A clear cut approach usually has maximum timber harvest and timber value in mind. A select cut offers much the same only instead of clearing all trees from the landscape, only harvestable timber is taken out or cull trees are removed to allow more space and sun for the remaining trees. In each case, the amount of sunlight reaching the forest floor increases, sometimes dramatically, but in only a few years the new young growth shoots past what is valuable for a deer. And because the trees are removed, very little horizontal cover remains for the deer herd. A timber stand improvement plan can have similar results as a clear cut or select cut…unless some trees are hinge cut and left for horizontal cover.

I saw these types of timber plans for most of my teenage years and going into my twenties. The amount of impact they had on positive deer habitat was usually minimal and short lived. However, they left an impact on me. I saw that deer liked the edges created by cuttings. They also preferred open spots within a cut where a more diverse group of plants like dogwood, blackberry, pockets of grasses, or other low woody browse grew in. Deer preferred the edges of the cover, thickets that were created, and areas that did not regenerate as good but grew up in what I would call briar patches. It was the diversity of habitat that they preferred. This then, would be what I would try to replicate in the future.

Why the Hinge Cut?
When I’m trying to create edges, pockets of cover and places where deer can bed and feed throughout the day, very few options work as good as a hinge cut. A hinge cut plan takes the existing timber and improves it in such a way that a hunter can manipulate where deer will bed and feel secure on your property. But a hinge cut is so much different than a clear cutting or select cutting because you do two very important things that are not done with traditional methods of timber harvest and management. First, when you hinge cut a tree and allow it to fall still attached to the stump, it will continue to grow and provide ground level browse for deer. In some cases, I’ve hinged cut trees like oak or box elder that are still alive today some 15 or more years later providing ground level food and cover. The second, and arguably the more important reason, is when you hinge cut a tree and leave it attached to its stump, you create horizontal and overhead cover that deer love. This horizontal cover is something you’ll never get with a traditional timber harvest when the trees are removed. Sure, with a traditional cutting you will get more sun to the forest floor which will stimulate new growth, but you will get very little if any horizontal cover. This horizontal cover is desired because deer love it in their bedrooms. They will often lie up against a fallen log or under the overhead canopy of a hinge cut tree. This is why, in combination with the amount of food it creates, hinge cutting is so successful in creating exceptional habitat.
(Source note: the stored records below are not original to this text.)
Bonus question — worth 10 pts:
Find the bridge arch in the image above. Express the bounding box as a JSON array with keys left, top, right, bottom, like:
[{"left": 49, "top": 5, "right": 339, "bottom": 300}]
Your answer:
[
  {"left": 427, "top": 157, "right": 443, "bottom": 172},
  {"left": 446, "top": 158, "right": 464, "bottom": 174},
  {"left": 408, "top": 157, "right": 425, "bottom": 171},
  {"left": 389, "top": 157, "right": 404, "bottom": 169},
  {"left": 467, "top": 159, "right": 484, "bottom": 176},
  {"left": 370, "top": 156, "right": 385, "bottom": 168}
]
Another reason I like to hinge cut is to protect new seedlings. I’ll give you an example. On one part of my farm, I had a section of almost entirely shagbark hickory. There was very little underbrush present and I could see where even when new trees like oaks would germinate from an acorn and try to get established they would immediately get eaten off. By hinge cutting pockets of the hickory, the tops of the hinge cut trees protected new seedlings as they would germinate and begin to grow. In this way, many new oaks and walnuts were able to get established because they were protected by the tops of the hickories. The hickories themselves didn’t last long even though they were only hinged…but they lasted long enough to allow the oaks and walnuts time to establish themselves. These pockets of cover hold a lot of deer too because not only do they allow for horizontal cover for many years, they are thick with briars and forbes intermixed with new seedlings of oaks, walnuts, buck brush, and other woody browse species.

Where to Hinge?
I’m a big proponent of having a plan well before doing anything on your property. It would serve you well to plan out your hinge cutting pockets before ever firing up the chainsaw. And, don’t make the mistake of thinking it is always a good idea to thicken up and create bedding cover all over on your farm. There are probably some places on your farm where you don’t want great habitat because frankly you don’t want deer to hang out there. If there is a certain part of your farm you need to walk by each time you enter for hunting…probably don’t want to create good bedding cover and habitat there. If you want to hunt a certain food plot you have with a west wind…you wouldn’t want to create hinge cutting pockets to the east of the plot. If done correctly, the newly created pockets of cover you are creating with a chain saw will hold deer. You then can decide or help to manipulate where deer will bed and spend a great deal of time on your property.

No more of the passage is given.